Blow Out - Page 67/126

“Yes, sir.”

“Very well. It is painful, but I will tell you. Margaret had told Stewart I had tried to kiss her in the kitchen during a party some months ago. However, it was a lie on her part. The fact is Margaret wanted to sleep with me. I didn’t want it, mind you, but she was insistent. Understand, everyone got a little drunk, so she really wasn’t herself. She kissed me and I kissed her back. Stewart was understandably angry and confronted me outside the gift shop, as Bobby Fisher told you.”

“What were the papers he was waving against your chest?”

“Papers? I don’t remember any papers. Stewart always carried papers, his notes on whatever he was thinking about at any given time. Oh yes, I remember, he pulled them out of his pocket and began waving them around. I have no idea what they were, Agent Savich, no idea at all.”

“Did you tell him the truth about Margaret?”

“Certainly not. I accepted his anger and apologized.”

Savich thanked him. He wondered how much he’d just been told was the truth. It had been a very long day. He needed to go home and play with Sean before he went to bed. He wanted to give Lily a chance to be with Simon Russo and enjoy herself without having to worry about a little boy stuffing polenta in his nose.

They took their leave about five minutes later. Callie saw them to the front door.

“We’ll do a very quick detour to headquarters,” Savich said to Ben. “I’ll give you some of MAX’s data to look over tonight, then try to relax,” Savich said. “I want your brain fresh in the morning. Oh yes, there’s something else all of you need to hear.” But he didn’t tell them about his conversation with Justice Wallace until they were outside.

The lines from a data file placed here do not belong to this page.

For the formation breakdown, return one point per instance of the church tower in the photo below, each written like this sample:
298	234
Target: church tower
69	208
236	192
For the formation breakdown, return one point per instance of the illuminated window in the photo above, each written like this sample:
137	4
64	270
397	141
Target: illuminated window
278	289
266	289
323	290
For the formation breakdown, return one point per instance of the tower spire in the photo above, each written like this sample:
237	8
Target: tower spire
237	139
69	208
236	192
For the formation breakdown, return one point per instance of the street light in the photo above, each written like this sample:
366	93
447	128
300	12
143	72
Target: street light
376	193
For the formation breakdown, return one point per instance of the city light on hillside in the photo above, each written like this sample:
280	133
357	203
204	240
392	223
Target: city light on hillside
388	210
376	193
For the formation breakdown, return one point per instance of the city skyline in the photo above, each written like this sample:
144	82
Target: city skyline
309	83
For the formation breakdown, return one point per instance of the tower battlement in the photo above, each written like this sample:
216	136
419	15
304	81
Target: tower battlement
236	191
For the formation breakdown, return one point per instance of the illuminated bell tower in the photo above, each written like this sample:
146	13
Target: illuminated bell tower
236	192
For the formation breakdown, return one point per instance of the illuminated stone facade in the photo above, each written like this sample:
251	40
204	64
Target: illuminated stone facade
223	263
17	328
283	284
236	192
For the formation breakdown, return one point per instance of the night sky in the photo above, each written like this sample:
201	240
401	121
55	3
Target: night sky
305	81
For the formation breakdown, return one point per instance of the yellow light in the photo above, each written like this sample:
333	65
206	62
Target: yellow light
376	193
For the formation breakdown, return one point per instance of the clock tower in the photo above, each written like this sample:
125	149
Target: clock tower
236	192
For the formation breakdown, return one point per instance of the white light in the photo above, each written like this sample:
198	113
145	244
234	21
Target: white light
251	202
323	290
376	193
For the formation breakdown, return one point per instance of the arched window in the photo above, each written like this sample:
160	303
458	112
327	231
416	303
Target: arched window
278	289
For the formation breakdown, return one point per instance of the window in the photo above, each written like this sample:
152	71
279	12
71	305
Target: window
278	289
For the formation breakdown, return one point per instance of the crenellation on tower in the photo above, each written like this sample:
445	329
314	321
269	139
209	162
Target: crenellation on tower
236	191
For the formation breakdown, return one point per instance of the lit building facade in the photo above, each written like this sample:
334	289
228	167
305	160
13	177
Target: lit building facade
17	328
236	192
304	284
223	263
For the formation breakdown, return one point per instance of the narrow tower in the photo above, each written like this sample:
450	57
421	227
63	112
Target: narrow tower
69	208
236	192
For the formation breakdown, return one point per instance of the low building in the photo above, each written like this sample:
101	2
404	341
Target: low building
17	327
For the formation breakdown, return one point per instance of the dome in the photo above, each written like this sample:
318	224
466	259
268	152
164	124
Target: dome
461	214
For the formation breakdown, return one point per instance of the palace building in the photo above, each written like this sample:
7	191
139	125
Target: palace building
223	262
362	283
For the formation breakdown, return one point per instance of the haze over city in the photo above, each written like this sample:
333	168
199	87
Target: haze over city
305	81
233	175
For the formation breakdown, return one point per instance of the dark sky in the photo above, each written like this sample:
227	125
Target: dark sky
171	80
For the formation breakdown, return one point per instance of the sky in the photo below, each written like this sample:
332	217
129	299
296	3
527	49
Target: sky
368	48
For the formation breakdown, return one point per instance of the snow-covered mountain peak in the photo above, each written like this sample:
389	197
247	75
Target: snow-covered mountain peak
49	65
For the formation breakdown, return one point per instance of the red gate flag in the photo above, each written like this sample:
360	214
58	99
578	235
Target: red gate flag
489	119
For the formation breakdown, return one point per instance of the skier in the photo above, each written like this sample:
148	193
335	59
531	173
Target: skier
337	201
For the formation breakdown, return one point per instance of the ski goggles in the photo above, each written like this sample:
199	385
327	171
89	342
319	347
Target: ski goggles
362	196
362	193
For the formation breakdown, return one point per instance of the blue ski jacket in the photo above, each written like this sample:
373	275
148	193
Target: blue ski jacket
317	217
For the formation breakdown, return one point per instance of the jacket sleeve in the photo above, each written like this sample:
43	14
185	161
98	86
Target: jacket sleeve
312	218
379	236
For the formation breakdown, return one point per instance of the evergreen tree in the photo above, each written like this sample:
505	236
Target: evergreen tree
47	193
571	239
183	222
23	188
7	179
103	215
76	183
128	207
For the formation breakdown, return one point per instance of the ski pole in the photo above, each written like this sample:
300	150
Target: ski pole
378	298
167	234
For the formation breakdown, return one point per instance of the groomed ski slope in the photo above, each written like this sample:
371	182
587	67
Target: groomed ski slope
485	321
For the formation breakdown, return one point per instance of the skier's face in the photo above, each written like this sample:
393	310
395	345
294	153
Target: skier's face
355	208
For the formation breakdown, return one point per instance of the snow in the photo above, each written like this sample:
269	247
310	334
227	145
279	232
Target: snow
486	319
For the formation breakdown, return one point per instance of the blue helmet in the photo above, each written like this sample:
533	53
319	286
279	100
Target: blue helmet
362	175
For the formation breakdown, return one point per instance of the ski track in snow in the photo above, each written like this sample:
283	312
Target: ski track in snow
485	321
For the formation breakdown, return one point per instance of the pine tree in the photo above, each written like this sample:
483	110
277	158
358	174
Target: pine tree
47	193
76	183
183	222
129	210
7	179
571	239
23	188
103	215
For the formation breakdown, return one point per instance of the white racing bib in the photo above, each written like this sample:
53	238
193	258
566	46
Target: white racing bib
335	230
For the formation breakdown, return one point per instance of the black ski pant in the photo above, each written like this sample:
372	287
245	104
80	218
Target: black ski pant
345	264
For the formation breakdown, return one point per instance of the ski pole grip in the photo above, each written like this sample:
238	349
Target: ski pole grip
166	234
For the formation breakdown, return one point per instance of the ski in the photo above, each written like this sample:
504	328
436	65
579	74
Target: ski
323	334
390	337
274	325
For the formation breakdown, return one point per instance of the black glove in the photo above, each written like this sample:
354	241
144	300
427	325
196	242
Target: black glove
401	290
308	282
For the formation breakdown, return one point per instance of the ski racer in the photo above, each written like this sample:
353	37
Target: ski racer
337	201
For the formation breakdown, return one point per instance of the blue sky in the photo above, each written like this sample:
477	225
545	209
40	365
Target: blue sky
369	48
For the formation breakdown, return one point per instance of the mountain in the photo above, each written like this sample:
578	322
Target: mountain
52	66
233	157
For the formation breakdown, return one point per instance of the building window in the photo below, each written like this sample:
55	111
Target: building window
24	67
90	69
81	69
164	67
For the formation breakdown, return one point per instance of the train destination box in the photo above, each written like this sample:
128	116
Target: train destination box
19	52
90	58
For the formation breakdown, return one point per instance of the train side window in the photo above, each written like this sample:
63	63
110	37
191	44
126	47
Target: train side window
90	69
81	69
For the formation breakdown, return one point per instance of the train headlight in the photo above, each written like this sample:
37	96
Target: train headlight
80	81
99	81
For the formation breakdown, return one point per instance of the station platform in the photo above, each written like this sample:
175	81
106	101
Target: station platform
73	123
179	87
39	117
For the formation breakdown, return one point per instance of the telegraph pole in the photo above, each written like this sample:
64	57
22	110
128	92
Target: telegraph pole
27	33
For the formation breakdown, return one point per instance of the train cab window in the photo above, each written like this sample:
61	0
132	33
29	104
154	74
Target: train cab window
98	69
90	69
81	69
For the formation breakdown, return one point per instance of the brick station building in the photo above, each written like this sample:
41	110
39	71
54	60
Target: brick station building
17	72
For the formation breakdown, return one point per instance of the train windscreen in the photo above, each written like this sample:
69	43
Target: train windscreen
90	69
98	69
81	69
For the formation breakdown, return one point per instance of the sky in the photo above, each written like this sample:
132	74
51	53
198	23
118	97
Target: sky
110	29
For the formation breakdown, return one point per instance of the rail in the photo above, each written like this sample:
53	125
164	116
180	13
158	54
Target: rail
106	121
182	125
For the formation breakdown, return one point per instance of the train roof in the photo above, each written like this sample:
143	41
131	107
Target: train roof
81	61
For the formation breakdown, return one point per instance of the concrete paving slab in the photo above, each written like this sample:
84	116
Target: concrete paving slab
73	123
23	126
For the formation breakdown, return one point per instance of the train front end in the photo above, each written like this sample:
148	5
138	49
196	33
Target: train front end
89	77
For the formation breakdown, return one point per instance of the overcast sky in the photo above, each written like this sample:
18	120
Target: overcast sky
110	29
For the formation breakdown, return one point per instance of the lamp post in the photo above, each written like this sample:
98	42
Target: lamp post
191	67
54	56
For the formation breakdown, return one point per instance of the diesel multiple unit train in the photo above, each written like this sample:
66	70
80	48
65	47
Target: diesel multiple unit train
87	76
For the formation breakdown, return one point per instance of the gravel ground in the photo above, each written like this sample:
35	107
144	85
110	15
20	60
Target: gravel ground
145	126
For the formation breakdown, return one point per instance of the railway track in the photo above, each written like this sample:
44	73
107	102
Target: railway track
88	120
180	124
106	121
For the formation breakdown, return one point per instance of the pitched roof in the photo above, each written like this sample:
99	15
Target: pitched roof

“Incredible,” Callie said. “He actually accused my mom of coming on to him?”

“You don’t believe him, do you?” Ben asked.

“At this point,” Savich said, “I have no idea what to believe, but your mother, Callie, she seems gold-plated to me.”

“She is.”

When Savich pulled his Porsche into the garage at home at just after eight-thirty, he said, “After we play with Sean until he’s snoring, I’m thinking some big fat hair rollers might be fun. What do you think?”

“You’re teasing me. You know very well the moment Sean is down, you’ll spend three hours with MAX.”

“Hair rollers first,” he said, kissed her again, and grinned.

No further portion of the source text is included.